Rabbits, McCulloh said, are also good at detecting the location of hunters and trying to avoid them while they're giving the beagles the slip. "When you're setting up on a rabbit that's coming your way, you can't make any noise or he'll turn. If he doesn't know where you are, he'll just come right on, but a rabbit will hear you; he can hear you breaking branches and all."

Lyndon said that covering a small area is probably the best bet for any group of hunters, but late in the season, as rabbits approach mating season, beagles may wind up running the rabbits out of hearing range.

"If you have to go in late February, that can be one of the most challenging times to hunt because the females will be in heat, and the bucks you jump may run three miles away because that's where they came from," he said. "Instead of being in a tight little group that lives in just that one area, you'll have bucks coming in from all kinds of places, and when you jump 'em, they run back there. It's like the deer rut; you get bucks moving in from other areas looking for females that are in heat."

McCulloh said experienced rabbit hunters know that if rabbits are living in a cutover or thicket that's close to a patch of big woods, it will often lead the rabbits out of the cover on a long run. "If you've got open woods joining a cutover, they might push him hard enough to get him out of there," said McCulloh, who said that having a hunter skirt the edge of the thicket, where the habitat changes, is a good idea. "But a good rabbit hunter will know how to kill that rabbit before he gets out of the thick stuff."
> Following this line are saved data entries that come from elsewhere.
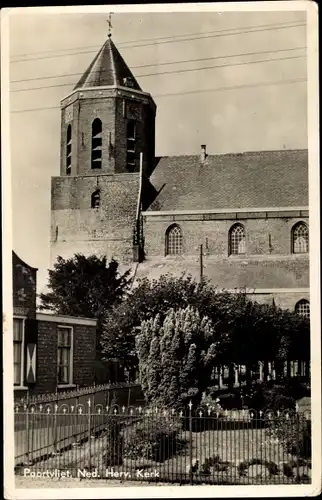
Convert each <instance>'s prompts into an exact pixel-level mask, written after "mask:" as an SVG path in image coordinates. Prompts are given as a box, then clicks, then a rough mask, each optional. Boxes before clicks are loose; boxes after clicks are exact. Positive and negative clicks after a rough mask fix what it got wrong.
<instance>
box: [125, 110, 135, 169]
mask: <svg viewBox="0 0 322 500" xmlns="http://www.w3.org/2000/svg"><path fill="white" fill-rule="evenodd" d="M130 125H131V126H133V134H132V133H131V134H129V127H130ZM131 132H132V131H131ZM136 141H137V123H136V120H133V119H132V118H131V119H129V120H128V121H127V124H126V168H127V170H128V171H129V172H134V170H135V167H136ZM129 143H130V144H131V148H130V147H129ZM130 157H133V162H132V161H130V160H129V158H130Z"/></svg>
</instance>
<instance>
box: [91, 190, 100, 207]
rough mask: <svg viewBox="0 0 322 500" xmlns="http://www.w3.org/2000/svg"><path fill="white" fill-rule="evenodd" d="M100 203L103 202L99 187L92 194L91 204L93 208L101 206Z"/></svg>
mask: <svg viewBox="0 0 322 500" xmlns="http://www.w3.org/2000/svg"><path fill="white" fill-rule="evenodd" d="M100 204H101V193H100V191H99V189H97V190H96V191H94V193H93V194H92V199H91V206H92V208H98V207H99V206H100Z"/></svg>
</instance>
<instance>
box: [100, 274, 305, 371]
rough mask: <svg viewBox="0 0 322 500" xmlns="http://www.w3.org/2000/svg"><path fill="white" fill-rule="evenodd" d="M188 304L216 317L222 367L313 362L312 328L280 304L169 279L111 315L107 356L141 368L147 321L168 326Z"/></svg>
mask: <svg viewBox="0 0 322 500" xmlns="http://www.w3.org/2000/svg"><path fill="white" fill-rule="evenodd" d="M188 306H190V307H192V308H194V309H195V310H197V311H198V312H199V314H200V317H203V316H207V317H208V318H210V319H211V321H212V324H213V327H214V329H215V332H216V342H218V344H217V348H216V359H217V362H218V364H222V365H231V366H233V365H234V364H244V365H247V366H251V365H252V364H256V363H257V362H258V361H259V360H260V361H272V360H274V359H278V360H280V361H283V360H286V359H303V360H305V359H307V360H309V359H310V325H309V321H308V320H307V319H306V318H302V317H300V316H298V315H297V314H295V313H294V312H291V311H287V310H282V309H279V308H277V307H276V305H266V304H258V303H256V302H252V301H250V300H249V299H248V298H247V296H246V294H245V292H244V291H243V290H241V291H239V292H238V293H228V292H222V291H220V292H219V291H218V290H217V289H216V288H215V287H214V286H212V285H211V284H209V283H208V282H206V281H203V282H202V283H198V282H196V281H194V280H193V279H192V278H191V277H190V276H188V277H181V278H175V277H172V276H168V275H164V276H162V277H161V278H160V279H159V280H151V281H150V280H148V279H147V278H146V279H143V280H141V281H139V283H138V285H137V286H136V288H135V289H133V290H131V292H130V293H129V294H128V295H127V296H126V297H125V299H124V300H123V301H122V303H120V304H117V305H116V306H115V307H113V308H112V309H111V310H109V311H108V312H107V314H106V316H105V317H104V322H103V327H102V328H103V334H102V340H101V345H102V351H103V355H104V356H105V357H106V358H107V359H111V358H120V359H121V360H122V362H123V363H124V365H125V366H126V367H127V368H128V369H129V370H131V369H132V368H135V367H137V363H138V358H137V353H136V349H135V338H136V336H137V335H138V334H139V332H140V328H141V323H142V321H146V320H149V319H151V318H152V319H153V321H154V319H155V318H156V316H157V315H158V318H159V319H158V321H159V322H161V323H163V321H164V319H165V317H166V315H167V314H168V313H169V311H170V310H171V309H175V310H178V309H179V308H183V309H184V308H186V307H188ZM189 328H190V329H191V328H192V326H191V325H189V326H187V329H189ZM175 333H176V332H175V331H174V332H173V335H175ZM151 340H152V337H151ZM164 341H165V340H164ZM176 341H177V340H176Z"/></svg>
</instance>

Because he has kept a pack of beagles for more than 20 years, McCulloh has some definite ideas about the kinds of dogs he likes. "I'd rather have all the dogs in my pack be jump dogs; there's a lot of difference in a dog looking for a track - that's like a field trial - and looking for a rabbit," he said. "A good gun dog, a dog that hunts rabbits, that's a jump dog.

"You can always recognize your dog's voice if you keep a dog long enough," he said. "If you keep a dog and hunt him, you can tell him apart just like it was the voice of one of your kids in a dark room. But you want good mouths on all your dogs. I like a chop-mouth dog myself, but if you've got a squealer with a good mouth, you can probably hear him farther away."

Most of all, McCulloh wants a dog with spirit, a dog whose longing to hunt will often outweigh his other attributes.

"We've hunted cover as rough as there has ever been, and with these good rabbit dogs out in the field, there really isn't that much that can happen to them except maybe getting snake bit," he said. "That's what I worry about. My biggest fear used to be getting a dog shot when I was hunting with seven or eight guys at a time. But a good dog, a dog that's got so much desire, you'll never know there's anything wrong with him as long as he's running a rabbit. I've had a dog hunt all day and then get home and he'll lie around the pen. I'll find he's maybe got a brier in his pad or something and he'll try to pull it out with his teeth, but it won't stop him from hunting."

McCulloh takes care to look all of his dogs over after a day afield, his primary concern being injuries to the dogs' feet, especially their pads.

"A lot of times a dog will get a pad real sore or it will tear off, and you've got to get that pad better before you can hunt him again. You can't hunt him with a sore pad," said McCulloh, who regularly works his dogs several days a week - in and out of hunting season. "If a dog's got plenty of desire, he won't act like he's hurt when he's hunting, but he'll try not to put any weight on that foot. You get one that's torn a pad off one of his feet, you've got to be able to put him up for a week or so and treat it before you can put him back out."

Neither Lyndon nor McCulloh care to carry big shotguns when they're in the woods. Both prefer carrying relatively light semi-automatic shotguns.

"Why carry a 12-gauge all day when a 20 (gauge) will kill him just as good?" Lyndon asked. "I'm shooting either a 20-gauge or 28-gauge all the time now with 7 1/2 shot. That's plenty."

That, some good dogs, and heavy brush are the main components of a rabbit hunter's paradise.